I ended with, “Asking for a friend,” because I was wanting to use humor as an outlet for the stress and anxiety I was experiencing.

Because life is funny. I know I am not in control. I know I have a large group of people to go to when I am feeling afraid or sad or stressed. I have a good prayer life. My wife and I (usually) talk about things when we are feeling overwhelmed.

Yet in spite of all of that, I still feel the stress and fear that everyday life can bring. And although one facebook post to my friends does not qualify as a scientific study, I think I can safely say you do, too.

I was blown away at the response my status received. Not because I was surprised at the number of people who were encouraging me and praying for me. But I was mostly surprised at how many people acknowledged feeling the same way.

Added to that was the wide variety of people commenting on my status. We have lived in three states over the past 10 years.
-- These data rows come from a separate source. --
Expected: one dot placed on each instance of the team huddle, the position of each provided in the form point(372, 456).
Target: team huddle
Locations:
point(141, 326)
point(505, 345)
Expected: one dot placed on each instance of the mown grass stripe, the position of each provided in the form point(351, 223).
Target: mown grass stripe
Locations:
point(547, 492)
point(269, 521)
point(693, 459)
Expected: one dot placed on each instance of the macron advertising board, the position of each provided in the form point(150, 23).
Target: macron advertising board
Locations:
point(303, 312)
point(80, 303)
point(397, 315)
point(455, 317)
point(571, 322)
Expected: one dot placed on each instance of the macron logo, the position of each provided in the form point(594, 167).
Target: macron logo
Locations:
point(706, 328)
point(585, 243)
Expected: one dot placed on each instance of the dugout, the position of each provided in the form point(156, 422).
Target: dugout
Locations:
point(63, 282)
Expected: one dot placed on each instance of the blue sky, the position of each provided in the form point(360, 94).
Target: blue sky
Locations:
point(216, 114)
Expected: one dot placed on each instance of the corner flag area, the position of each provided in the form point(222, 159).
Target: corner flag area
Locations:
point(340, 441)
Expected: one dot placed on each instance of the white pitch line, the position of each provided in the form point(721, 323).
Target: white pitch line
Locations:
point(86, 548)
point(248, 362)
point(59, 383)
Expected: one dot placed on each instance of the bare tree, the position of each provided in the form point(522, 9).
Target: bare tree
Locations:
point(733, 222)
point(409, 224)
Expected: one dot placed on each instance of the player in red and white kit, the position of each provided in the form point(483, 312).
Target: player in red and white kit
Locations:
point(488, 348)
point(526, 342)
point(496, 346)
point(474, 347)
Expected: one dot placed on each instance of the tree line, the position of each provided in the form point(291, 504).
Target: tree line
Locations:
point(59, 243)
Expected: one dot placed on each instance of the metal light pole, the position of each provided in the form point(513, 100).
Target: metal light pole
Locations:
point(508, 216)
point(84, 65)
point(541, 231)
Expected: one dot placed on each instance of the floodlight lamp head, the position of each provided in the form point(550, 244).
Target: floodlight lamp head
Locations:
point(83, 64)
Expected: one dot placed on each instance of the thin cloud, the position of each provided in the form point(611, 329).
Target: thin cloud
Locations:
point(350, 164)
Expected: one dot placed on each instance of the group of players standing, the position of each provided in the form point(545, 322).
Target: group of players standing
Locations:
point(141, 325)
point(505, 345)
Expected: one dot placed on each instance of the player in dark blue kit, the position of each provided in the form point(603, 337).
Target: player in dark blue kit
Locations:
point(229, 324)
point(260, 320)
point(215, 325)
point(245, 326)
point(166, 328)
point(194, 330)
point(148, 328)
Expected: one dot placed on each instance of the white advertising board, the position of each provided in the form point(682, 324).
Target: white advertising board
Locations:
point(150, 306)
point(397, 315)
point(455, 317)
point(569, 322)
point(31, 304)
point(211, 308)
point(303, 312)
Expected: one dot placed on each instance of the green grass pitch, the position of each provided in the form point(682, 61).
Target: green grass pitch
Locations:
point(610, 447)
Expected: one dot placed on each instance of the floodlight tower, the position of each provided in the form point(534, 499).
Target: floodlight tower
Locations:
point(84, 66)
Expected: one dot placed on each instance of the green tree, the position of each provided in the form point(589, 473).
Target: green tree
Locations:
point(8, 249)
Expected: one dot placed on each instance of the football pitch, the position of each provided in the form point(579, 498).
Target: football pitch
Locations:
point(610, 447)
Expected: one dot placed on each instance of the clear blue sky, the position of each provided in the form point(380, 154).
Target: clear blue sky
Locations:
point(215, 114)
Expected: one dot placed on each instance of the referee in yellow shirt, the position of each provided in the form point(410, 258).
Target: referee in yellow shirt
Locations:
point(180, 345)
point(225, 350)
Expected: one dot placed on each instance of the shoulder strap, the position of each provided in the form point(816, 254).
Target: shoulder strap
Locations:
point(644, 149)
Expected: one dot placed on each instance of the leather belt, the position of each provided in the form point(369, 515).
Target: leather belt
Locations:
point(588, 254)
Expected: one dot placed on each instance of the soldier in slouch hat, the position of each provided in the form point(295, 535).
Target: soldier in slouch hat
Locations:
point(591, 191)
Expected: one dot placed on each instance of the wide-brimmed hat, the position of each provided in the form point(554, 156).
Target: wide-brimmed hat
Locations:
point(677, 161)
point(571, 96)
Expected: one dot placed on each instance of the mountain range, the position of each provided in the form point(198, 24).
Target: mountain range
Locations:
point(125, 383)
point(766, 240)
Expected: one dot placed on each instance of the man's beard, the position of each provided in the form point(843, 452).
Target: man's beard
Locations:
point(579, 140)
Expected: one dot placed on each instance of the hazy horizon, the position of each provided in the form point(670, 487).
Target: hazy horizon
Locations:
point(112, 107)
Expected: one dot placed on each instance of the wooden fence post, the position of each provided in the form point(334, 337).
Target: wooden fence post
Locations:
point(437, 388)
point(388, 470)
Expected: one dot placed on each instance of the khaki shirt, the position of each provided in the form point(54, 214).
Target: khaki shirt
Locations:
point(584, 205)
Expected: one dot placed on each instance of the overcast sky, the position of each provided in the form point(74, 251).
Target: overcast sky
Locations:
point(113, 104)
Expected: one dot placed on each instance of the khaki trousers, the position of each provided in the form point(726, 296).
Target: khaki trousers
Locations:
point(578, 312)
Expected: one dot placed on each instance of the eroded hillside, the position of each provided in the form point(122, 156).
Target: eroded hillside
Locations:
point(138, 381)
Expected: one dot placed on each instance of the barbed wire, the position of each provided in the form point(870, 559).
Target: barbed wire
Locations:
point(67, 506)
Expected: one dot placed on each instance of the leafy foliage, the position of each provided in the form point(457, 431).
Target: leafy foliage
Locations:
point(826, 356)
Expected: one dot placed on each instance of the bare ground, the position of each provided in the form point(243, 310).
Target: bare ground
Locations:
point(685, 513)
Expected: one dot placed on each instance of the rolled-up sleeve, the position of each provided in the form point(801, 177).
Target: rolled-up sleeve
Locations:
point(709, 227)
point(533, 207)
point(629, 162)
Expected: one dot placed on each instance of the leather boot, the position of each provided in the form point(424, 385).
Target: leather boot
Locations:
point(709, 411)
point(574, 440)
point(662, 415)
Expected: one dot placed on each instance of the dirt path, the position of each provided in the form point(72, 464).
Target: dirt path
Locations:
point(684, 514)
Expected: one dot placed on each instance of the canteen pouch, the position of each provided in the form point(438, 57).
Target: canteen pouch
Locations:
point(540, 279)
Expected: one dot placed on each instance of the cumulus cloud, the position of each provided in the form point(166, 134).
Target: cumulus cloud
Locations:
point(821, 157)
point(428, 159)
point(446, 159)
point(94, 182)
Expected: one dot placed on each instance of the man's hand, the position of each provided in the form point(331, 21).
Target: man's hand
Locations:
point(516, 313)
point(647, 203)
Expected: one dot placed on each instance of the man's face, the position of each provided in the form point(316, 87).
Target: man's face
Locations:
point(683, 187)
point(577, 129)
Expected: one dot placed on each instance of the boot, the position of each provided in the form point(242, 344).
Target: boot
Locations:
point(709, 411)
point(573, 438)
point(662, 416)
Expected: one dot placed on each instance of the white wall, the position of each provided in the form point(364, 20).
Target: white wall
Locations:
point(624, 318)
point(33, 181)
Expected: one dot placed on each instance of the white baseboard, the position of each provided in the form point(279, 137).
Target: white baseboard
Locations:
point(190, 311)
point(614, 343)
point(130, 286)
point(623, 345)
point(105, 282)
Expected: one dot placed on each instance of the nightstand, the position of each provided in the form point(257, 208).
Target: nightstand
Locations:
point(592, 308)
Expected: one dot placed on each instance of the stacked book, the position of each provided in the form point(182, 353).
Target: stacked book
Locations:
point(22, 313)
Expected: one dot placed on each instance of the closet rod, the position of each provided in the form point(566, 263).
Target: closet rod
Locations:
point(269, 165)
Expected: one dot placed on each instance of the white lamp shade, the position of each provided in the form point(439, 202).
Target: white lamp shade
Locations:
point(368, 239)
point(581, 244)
People from all of those places commented. Some are friends from childhood. Some are past co-workers of my wife. Some are my past co-workers. Some are friends I was in college with. Some are family members. Some are friends I have known for less than a year. Some attend the same church we do. Some are shepherds (elders) of that church. Some have had similar experiences. Some have had similar emotional experiences but triggered by different life circumstances.

We all know what it is like to deal with difficulty. With stress. With anxiety. With fear. We all know the inner turmoil of wanting to give up completely while at the same time wanting to fix every single problem.

Yet still I was astounded at the response my simple little facebook status received.

And then my friend, Sean (read his great blog here), posted a facebook status: “Many churches I know have a praise band. No church I know has a lament band…and the world is worse for it.”

And then it clicked. Most people have the experience that I described in my post. But most people have been trained to suck it up. We have been told not to complain. We believe we need to get over it.

We think lamenting is wrong.

But it’s not. I lamented and received strength. I cried out and was heard. I groaned and others groaned with me; and gave me the opportunity to groan with them.

So today, I give you permission:

Complain. Groan. Whine. Bitch. Moan. Let it out. Do not get over it. Do not keep it to yourself until you feel better.

Let’s hear it. What’s going on? What do you need to lament about?

You can even tell me you’re asking for a friend.